Javier Zarracina/Vox

Within a year of graduating, 38 percent of PhD students went to jobs in industry. Another 57 percent stayed in academia, and 4 percent went to work for government.

Overall earnings varied a lot by field. Those who graduated from programs related to math, computer science, and engineering earned the most, averaging about $65,000 per year. On the low end, biology students’ average earnings were only $36,000. (The researchers noted this may be because only about one-third of biology PhDs went into industry, and many took postdoctoral positions, which aren’t typically lucrative.) Arts and humanities majors fared the worst, earning closer to $25,000.

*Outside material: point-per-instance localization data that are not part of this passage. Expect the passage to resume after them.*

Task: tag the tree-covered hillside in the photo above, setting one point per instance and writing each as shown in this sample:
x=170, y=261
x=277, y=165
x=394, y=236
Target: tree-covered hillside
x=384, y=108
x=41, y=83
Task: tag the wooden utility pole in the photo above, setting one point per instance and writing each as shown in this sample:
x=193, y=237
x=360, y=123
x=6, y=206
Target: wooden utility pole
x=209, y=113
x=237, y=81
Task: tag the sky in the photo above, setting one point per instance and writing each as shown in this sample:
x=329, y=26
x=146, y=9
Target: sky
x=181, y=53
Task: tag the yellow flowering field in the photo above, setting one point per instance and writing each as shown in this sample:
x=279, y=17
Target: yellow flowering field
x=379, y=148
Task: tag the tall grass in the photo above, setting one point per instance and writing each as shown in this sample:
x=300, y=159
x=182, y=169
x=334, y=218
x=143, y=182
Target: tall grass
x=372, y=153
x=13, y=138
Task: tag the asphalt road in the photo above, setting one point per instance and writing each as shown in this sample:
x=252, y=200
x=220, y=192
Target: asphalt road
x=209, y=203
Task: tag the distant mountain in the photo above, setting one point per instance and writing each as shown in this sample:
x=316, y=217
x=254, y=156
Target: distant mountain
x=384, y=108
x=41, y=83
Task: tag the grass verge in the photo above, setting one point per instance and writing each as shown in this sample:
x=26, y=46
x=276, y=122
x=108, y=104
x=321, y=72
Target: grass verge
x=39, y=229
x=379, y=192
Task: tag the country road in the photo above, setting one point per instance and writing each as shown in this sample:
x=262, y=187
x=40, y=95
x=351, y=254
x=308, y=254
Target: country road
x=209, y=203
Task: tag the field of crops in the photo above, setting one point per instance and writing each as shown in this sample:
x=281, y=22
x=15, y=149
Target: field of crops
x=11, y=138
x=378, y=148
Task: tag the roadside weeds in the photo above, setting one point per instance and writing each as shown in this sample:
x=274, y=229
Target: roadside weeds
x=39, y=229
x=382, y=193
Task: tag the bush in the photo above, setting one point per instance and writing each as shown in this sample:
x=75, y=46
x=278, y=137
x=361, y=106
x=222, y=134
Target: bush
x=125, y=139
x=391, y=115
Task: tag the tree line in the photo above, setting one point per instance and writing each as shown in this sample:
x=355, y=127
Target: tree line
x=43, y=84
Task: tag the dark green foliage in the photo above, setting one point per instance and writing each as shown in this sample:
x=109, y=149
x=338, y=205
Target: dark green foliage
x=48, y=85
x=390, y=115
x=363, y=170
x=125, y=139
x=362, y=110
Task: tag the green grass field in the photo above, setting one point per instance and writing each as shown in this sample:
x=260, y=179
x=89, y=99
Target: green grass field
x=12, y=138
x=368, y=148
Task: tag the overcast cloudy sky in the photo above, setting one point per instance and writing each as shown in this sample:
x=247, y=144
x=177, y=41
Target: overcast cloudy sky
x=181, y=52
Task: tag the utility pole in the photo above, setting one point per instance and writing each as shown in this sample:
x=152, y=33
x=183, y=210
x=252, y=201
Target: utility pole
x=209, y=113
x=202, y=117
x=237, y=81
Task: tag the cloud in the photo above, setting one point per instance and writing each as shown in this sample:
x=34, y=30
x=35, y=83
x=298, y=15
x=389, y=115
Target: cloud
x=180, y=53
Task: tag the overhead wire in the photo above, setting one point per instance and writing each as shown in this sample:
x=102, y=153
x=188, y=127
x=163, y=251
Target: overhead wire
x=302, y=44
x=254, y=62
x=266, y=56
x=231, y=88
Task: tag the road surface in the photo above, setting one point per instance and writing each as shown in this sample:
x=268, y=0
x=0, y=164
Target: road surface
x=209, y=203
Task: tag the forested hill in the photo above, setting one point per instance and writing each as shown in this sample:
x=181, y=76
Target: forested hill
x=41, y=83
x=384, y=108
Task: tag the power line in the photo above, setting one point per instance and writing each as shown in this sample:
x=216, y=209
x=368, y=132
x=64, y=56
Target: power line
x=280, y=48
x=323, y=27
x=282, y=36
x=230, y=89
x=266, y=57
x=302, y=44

Unsurprisingly, the PhDs who went to work in industry made more than these averages suggest. Computer science and math students who went into the private sector earned about $90,000, while those in engineering earned around $80,000.

So did these doctorates contribute to the economy?

The researchers think so. Many PhDs found jobs in areas near their universities or labs, contributing their knowledge to the local economy. They also disproportionately worked “at establishments with high payroll per worker and in high-tech and professional service industries,” the researchers wrote.

But the data was only descriptive. It didn’t test, for example, whether areas with a higher concentration of PhDs had more robust economic outlooks, so the researchers could not establish a causal relationship between PhD output and economic growth. The data was also limited, representing only eight universities in the Midwest (Indiana, Iowa, Michigan, Minnesota, Ohio State, Purdue, Penn State, and Wisconsin) at one snapshot in time (2009 to 2011).